Les deux amies en retirèrent notamment deux magnifiques pendules qui avaient dû pénétrer en Allemagne à la suite des uhlans.

Les vendre, ce serait dommage ; on n’en trouverait pas leur valeur chez les marchands ; un amateur pourrait les payer leur prix, mais on n’a pas toujours un amateur sous la main.

La plus sage détermination à prendre était de les porter au Mont-de-Piété, puisque Marie Pigeonnier n’avait qu’à faire face aux premières nécessités et que dans quarante-huit heures au plus tard elle trouverait à la poste restante une lettre lui annonçant un chèque énorme.

L’amie alla quérir le commissionnaire du coin, qui emporta sur son crochet les deux pendules, accompagné de Marie Pigeonnier.

On arriva au Mont-de-Piété, qui prêta sur l’une des pendules cent dix francs et sur l’autre quatre-vingts, soit en tout cent quatre-vingt-dix francs. Marie avait compté avoir davantage ; enfin elle accepta.
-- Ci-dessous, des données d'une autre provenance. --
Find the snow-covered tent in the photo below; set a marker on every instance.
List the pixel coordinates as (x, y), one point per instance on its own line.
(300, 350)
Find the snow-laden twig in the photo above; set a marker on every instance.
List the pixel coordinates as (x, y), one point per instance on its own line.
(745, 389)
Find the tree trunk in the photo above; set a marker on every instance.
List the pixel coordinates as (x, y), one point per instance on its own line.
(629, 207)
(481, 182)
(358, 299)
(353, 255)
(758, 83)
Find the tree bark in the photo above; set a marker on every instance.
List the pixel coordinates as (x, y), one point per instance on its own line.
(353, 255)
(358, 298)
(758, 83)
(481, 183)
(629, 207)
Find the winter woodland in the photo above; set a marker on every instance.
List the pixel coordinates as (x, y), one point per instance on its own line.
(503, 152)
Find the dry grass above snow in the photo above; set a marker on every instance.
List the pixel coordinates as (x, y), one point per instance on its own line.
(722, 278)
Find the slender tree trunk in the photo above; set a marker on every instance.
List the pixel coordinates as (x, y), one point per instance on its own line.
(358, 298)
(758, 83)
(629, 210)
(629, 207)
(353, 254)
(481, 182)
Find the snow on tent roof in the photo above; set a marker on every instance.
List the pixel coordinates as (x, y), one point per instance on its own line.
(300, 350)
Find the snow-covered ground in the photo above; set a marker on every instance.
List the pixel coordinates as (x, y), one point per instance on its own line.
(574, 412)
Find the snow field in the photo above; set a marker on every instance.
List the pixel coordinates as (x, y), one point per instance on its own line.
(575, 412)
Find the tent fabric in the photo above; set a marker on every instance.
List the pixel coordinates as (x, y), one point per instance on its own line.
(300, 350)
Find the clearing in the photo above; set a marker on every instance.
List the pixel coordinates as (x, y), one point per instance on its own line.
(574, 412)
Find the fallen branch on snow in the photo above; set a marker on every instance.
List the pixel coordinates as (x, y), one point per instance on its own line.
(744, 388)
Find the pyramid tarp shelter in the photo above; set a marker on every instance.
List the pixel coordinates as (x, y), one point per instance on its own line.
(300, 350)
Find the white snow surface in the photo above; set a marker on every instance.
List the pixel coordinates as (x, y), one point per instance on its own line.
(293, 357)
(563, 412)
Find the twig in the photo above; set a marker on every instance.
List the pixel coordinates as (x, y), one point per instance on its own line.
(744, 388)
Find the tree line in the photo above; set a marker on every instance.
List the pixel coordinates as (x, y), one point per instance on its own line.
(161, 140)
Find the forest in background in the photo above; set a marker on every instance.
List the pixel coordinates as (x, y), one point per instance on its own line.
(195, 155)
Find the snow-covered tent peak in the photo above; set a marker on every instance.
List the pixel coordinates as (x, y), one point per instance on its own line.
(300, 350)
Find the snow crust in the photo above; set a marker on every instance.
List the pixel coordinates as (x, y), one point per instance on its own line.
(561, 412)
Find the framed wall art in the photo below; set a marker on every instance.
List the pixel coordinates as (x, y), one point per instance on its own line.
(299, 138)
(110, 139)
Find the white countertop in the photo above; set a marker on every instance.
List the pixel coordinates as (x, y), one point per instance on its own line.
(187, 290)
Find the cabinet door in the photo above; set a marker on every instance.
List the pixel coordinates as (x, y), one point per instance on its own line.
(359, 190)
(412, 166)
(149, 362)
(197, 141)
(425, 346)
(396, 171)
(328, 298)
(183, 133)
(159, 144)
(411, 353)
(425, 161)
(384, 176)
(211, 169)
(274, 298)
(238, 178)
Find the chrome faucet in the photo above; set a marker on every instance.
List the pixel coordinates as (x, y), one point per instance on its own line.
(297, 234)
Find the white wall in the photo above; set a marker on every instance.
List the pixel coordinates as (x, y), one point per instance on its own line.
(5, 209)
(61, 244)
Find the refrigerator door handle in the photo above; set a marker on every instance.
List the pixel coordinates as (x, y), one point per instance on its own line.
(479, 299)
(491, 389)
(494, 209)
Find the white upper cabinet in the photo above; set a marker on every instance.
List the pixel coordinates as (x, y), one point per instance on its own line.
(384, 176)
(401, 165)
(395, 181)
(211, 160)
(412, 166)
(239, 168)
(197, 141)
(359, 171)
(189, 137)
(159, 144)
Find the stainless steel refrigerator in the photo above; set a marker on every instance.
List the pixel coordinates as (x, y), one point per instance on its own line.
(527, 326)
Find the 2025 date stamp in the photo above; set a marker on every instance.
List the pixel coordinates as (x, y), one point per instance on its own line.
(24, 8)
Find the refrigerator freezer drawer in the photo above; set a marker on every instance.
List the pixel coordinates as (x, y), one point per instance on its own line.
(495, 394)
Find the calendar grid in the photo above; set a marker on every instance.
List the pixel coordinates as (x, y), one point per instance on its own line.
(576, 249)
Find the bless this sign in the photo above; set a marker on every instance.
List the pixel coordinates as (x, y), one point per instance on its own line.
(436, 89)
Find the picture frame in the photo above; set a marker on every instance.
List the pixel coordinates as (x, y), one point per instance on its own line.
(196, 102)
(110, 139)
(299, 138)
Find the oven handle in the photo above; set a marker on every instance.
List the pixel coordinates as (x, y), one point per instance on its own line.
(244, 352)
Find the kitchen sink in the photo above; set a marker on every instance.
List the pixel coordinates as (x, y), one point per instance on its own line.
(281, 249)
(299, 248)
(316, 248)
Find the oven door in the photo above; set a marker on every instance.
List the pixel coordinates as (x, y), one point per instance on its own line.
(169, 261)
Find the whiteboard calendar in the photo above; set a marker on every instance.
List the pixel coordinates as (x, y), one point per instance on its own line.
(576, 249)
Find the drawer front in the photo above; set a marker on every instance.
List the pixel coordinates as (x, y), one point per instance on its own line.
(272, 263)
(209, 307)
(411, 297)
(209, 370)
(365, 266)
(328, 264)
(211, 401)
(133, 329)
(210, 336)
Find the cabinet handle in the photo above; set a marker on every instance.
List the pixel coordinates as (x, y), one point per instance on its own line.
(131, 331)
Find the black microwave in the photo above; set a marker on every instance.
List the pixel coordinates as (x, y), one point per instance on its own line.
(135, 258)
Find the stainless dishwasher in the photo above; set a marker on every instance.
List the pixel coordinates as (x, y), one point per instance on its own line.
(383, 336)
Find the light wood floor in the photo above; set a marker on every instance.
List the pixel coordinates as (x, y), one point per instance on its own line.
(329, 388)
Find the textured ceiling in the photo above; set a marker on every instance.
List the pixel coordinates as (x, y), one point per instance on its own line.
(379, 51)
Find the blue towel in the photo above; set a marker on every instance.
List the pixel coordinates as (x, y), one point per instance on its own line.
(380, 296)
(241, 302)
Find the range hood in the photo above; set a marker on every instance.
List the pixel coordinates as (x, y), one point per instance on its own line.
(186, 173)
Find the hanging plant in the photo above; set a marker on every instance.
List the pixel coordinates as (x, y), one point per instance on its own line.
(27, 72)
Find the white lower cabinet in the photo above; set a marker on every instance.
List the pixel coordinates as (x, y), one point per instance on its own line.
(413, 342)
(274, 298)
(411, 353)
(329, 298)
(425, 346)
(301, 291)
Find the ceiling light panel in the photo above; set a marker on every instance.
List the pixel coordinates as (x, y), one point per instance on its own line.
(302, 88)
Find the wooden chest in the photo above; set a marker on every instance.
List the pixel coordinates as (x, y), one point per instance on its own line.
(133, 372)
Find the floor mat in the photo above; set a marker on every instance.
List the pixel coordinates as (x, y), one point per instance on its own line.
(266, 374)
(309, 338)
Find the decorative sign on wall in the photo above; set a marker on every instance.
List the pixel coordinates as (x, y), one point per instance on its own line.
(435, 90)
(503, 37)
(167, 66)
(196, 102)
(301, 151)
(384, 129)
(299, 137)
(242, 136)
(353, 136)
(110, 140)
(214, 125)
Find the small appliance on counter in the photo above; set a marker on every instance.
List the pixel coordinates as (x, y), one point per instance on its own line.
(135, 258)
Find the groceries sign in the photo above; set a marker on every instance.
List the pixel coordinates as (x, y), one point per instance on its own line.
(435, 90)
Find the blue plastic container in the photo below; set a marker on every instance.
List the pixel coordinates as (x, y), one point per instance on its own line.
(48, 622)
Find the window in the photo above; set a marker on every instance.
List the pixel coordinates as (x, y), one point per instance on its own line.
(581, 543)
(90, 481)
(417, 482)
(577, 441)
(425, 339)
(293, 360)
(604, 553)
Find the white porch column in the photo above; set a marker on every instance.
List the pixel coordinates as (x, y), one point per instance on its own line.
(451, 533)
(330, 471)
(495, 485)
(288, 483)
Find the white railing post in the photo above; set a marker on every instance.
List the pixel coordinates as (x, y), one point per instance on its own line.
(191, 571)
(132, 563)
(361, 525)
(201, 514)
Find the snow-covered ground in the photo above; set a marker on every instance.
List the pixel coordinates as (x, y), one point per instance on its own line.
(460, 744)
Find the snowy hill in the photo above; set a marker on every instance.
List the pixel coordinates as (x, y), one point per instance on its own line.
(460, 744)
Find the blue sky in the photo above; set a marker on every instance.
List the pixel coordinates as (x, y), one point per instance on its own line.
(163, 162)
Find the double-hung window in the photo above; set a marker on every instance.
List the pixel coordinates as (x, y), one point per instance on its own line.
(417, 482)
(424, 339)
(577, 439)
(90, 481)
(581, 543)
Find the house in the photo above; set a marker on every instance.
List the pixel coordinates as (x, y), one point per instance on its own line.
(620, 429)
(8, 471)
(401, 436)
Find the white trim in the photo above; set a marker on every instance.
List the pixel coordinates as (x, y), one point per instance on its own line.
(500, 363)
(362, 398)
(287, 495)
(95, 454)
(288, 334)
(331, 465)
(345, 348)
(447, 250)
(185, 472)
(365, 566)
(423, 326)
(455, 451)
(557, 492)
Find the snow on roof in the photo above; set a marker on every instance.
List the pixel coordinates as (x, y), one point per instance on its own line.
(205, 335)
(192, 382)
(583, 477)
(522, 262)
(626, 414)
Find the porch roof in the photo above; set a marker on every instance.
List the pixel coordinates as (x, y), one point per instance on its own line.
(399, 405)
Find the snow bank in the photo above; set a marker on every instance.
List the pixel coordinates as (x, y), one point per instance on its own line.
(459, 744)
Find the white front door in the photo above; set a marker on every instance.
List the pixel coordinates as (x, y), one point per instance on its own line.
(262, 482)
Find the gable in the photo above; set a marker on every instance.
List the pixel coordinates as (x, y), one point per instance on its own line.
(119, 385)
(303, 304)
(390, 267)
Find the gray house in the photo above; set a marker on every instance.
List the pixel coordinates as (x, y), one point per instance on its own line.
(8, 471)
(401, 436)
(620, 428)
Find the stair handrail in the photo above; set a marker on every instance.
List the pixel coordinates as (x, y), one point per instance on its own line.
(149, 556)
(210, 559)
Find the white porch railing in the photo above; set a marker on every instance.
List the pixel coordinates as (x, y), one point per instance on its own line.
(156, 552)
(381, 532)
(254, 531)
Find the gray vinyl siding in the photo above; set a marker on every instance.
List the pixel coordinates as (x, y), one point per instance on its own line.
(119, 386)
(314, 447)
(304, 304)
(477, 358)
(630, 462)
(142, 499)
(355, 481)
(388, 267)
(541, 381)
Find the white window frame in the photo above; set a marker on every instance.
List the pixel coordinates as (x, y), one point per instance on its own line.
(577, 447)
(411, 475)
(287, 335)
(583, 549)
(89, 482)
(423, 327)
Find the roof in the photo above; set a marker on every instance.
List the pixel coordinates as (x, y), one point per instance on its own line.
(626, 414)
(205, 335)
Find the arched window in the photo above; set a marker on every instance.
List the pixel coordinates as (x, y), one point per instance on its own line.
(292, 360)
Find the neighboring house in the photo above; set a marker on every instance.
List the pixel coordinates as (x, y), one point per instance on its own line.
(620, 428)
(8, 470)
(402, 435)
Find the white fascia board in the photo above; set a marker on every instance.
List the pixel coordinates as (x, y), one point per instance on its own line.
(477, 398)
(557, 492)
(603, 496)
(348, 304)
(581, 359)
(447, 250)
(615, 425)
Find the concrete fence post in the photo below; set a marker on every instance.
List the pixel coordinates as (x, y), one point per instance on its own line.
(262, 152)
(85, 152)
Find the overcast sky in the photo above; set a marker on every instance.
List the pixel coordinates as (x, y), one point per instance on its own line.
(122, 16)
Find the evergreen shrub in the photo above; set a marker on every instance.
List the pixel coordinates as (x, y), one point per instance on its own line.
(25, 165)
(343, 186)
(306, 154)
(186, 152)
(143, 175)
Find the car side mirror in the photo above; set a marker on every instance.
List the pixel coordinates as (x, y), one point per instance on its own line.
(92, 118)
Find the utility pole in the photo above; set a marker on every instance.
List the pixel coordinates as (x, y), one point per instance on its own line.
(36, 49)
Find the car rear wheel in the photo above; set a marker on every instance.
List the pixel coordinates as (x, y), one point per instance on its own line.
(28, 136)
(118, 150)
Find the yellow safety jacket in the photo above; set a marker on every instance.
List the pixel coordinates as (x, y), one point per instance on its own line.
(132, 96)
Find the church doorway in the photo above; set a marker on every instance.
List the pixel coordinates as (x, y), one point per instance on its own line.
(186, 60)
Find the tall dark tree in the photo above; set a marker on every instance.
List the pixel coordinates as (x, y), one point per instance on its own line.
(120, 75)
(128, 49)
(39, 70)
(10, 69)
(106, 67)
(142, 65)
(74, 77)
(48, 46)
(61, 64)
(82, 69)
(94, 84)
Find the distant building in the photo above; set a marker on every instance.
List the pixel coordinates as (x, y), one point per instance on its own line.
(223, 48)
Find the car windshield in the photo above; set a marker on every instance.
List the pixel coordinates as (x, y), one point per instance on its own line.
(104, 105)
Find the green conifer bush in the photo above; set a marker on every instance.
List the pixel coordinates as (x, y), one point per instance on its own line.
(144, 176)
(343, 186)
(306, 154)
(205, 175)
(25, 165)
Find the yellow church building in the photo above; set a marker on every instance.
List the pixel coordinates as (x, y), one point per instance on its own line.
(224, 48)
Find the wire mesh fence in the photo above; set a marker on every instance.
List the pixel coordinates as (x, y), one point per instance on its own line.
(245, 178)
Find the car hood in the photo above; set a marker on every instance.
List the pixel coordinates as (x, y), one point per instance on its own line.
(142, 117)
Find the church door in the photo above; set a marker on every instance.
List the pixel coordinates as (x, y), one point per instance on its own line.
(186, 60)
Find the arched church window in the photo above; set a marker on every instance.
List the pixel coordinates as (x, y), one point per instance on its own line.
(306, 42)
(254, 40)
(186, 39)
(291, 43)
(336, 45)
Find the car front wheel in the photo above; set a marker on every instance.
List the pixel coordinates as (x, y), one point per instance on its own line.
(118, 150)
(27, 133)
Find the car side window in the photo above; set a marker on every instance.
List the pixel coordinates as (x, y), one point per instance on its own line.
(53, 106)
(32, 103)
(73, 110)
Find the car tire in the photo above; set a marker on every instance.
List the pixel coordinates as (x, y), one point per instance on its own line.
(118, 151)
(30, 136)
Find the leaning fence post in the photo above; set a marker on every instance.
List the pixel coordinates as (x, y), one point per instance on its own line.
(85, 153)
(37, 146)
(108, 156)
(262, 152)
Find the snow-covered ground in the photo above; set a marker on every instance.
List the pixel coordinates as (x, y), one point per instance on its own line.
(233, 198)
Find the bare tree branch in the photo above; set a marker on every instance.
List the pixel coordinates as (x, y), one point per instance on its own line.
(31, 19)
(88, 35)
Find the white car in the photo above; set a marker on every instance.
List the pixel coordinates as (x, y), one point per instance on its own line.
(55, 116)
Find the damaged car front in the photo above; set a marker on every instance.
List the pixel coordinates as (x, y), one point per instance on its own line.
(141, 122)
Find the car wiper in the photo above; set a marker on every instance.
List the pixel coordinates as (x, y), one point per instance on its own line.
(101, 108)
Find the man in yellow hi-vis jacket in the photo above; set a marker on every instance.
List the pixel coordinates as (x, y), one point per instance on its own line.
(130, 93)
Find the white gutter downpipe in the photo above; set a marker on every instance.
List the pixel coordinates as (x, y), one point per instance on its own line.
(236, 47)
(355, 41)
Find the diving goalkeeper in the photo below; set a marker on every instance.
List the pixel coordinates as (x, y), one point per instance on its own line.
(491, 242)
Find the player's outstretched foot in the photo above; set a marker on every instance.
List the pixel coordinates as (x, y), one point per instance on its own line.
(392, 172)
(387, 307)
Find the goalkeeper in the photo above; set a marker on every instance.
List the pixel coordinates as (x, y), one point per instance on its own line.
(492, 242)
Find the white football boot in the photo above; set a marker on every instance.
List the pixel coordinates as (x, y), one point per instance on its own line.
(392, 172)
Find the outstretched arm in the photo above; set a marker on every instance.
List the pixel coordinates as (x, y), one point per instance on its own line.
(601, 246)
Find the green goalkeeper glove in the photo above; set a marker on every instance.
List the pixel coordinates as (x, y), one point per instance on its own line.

Il y avait de quoi se retourner, en somme.

En attendant, elle loua pour une quinzaine une chambre meublée de cent francs par mois, assez propre d’ailleurs pour un séjour provisoire ; elle espérait être bientôt installée, et en attendant sa lettre de Berlin elle visitait les appartements à louer en passant.

Elle voyait en courant les marchands de meubles.

Elle avait presque fait son choix ; elle ne voulait pas se presser cependant, afin de ne pas avoir à regretter un achat trop précipité.

Ses amis la revirent sans plaisir : ils s’en croyaient débarrassés ; elle leur retombait sur les bras. Non seulement la bourse était menacée, mais elle était rasante au possible, et quand, à l’odeur, lorsqu’on la sentait venir, on s’enfuyait.